It’s not easy to install a new kitchen sink. But a DIY kind of homeowner with average skills and the right tools can complete the replacement process in a couple of hours.
Words of Wisdom
A shiny new sink, along with a new faucet and accessories will give a whole new look to a kitchen. Just as much as new backsplash and appliances, but for considerably less money. Depending on the size and type of sink, the replacement could cost $100-$500. As for difficulty, understanding the layout of the sink is the most crucial part, but the plumbing is rather straightforward.
Tools and Materials
- Caulk gun
- Putty knife
- New sink
- Silicone sealant
- Plumbers putty
Step by Step
- You can’t start a DIY without the proper supplies. Start by buying the new sink that will fit the existing opening in addition to the rest of the necessary supplies.
- Now it’s time to remove the old sink! Start by locating the clips that secure the sink to the countertop–using a screwdriver removed them. At the same time disconnect the water supply and drain plumbing.
- Next, run a putty knife around the perimeter of the sink to loosen the old sealant. After, push up on the bottom of the old sink to remove it.
- Now that the old sink is removed, take the new one and set it in the hole to ensure it fits.
- After confirming that the new sink fits, install the faucet according to the manufacturer’s directions. At this stage it’s a lot easier to install the faucet as the mounting nuts are easily accessible.
- Additionally, install the accessories including a sprayer and soap dispenser mounts if included. When installing these it is recommended to apply a ribbon of plumber’s putty to the bases.
- With the sink upside down, it’s time to install the strainer. Start by putting a thick roll of plumber’s putty under the strainer’s lip and push it up through the drain hole.
- Next, slip the gasket, washer, and housing onto the strainer and against the underside of the sink. Thread the locknut into the strainer by hand, then tighten with a wrench. From there, fit the gasket onto the sink drain tailpiece and attach it to the strainer with a slip nut.
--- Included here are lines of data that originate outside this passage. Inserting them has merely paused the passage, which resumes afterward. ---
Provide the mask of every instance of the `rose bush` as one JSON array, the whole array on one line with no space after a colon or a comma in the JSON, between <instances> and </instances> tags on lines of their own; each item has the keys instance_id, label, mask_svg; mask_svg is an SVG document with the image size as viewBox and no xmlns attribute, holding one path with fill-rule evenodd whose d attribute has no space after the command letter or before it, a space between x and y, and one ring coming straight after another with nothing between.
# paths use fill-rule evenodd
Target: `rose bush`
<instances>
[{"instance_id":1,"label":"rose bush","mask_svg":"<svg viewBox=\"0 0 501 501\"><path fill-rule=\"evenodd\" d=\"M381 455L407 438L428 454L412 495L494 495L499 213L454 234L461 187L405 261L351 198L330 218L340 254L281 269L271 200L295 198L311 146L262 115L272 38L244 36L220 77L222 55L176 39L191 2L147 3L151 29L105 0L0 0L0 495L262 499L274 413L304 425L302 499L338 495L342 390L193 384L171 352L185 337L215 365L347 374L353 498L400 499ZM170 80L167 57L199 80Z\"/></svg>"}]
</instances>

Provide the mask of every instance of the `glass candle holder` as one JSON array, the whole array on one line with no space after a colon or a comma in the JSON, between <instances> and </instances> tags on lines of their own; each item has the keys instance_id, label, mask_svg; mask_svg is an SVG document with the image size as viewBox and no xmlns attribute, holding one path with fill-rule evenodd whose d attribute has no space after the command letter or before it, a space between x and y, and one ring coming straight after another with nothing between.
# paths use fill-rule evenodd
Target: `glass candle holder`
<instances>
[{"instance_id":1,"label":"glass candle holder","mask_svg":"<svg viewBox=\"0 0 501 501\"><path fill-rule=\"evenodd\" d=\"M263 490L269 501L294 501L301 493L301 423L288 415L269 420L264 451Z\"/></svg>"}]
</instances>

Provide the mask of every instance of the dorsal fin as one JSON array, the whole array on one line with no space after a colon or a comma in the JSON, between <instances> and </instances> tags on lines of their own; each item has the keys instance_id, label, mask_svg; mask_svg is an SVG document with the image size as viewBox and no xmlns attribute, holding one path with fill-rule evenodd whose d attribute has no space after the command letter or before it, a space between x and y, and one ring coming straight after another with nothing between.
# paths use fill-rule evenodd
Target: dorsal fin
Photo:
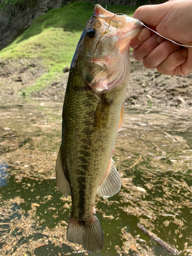
<instances>
[{"instance_id":1,"label":"dorsal fin","mask_svg":"<svg viewBox=\"0 0 192 256\"><path fill-rule=\"evenodd\" d=\"M113 163L112 159L105 178L97 189L98 194L104 199L112 197L121 189L121 178Z\"/></svg>"}]
</instances>

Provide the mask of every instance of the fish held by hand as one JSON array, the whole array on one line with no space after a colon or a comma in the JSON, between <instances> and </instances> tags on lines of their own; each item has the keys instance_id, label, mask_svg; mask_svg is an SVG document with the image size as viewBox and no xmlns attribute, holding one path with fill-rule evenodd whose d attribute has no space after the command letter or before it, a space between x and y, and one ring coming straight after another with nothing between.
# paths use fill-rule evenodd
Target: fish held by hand
<instances>
[{"instance_id":1,"label":"fish held by hand","mask_svg":"<svg viewBox=\"0 0 192 256\"><path fill-rule=\"evenodd\" d=\"M106 199L121 187L112 157L123 119L130 40L141 28L137 20L96 5L71 66L56 177L66 198L71 190L67 239L92 253L103 245L102 228L94 215L96 193Z\"/></svg>"}]
</instances>

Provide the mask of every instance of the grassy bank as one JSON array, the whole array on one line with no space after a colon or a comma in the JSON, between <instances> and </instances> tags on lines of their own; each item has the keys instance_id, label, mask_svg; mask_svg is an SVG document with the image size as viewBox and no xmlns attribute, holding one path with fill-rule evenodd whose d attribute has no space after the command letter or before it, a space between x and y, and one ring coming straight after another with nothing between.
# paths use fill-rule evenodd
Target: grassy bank
<instances>
[{"instance_id":1,"label":"grassy bank","mask_svg":"<svg viewBox=\"0 0 192 256\"><path fill-rule=\"evenodd\" d=\"M76 45L87 22L93 14L94 5L78 2L52 9L36 18L30 27L0 52L2 60L40 58L48 72L37 79L27 93L42 89L70 65ZM132 16L136 8L109 6L108 10Z\"/></svg>"}]
</instances>

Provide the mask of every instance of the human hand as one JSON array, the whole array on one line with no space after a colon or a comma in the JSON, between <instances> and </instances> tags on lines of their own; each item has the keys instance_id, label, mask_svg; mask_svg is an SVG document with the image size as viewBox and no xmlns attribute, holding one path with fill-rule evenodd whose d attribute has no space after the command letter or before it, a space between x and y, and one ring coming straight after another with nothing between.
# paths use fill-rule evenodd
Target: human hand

- With the sink remaining upside down, squeeze a bead of silicone caulk around the underside of the sink’s lip. Turn it upright and set it into the hole in the countertop. Check that the sink is parallel with the front edge of the countertop, if not adjust as necessary.
- From below the sink, rotate the metal attachment clips outward and tighten the screws to secure the sink in place.
- Reattach the supply lines to the water supply connections, then to the water connections of the faucet. Tighten the connections, making sure not to strip the threads or overtighten.
- Connect the sink drainpipe and reattach the P-trap.
- Apply a small amount of silicon caulk around the perimeter of the sink.
- Finally, turn on the water and run it for several minutes. During this time check for leaks at all connections.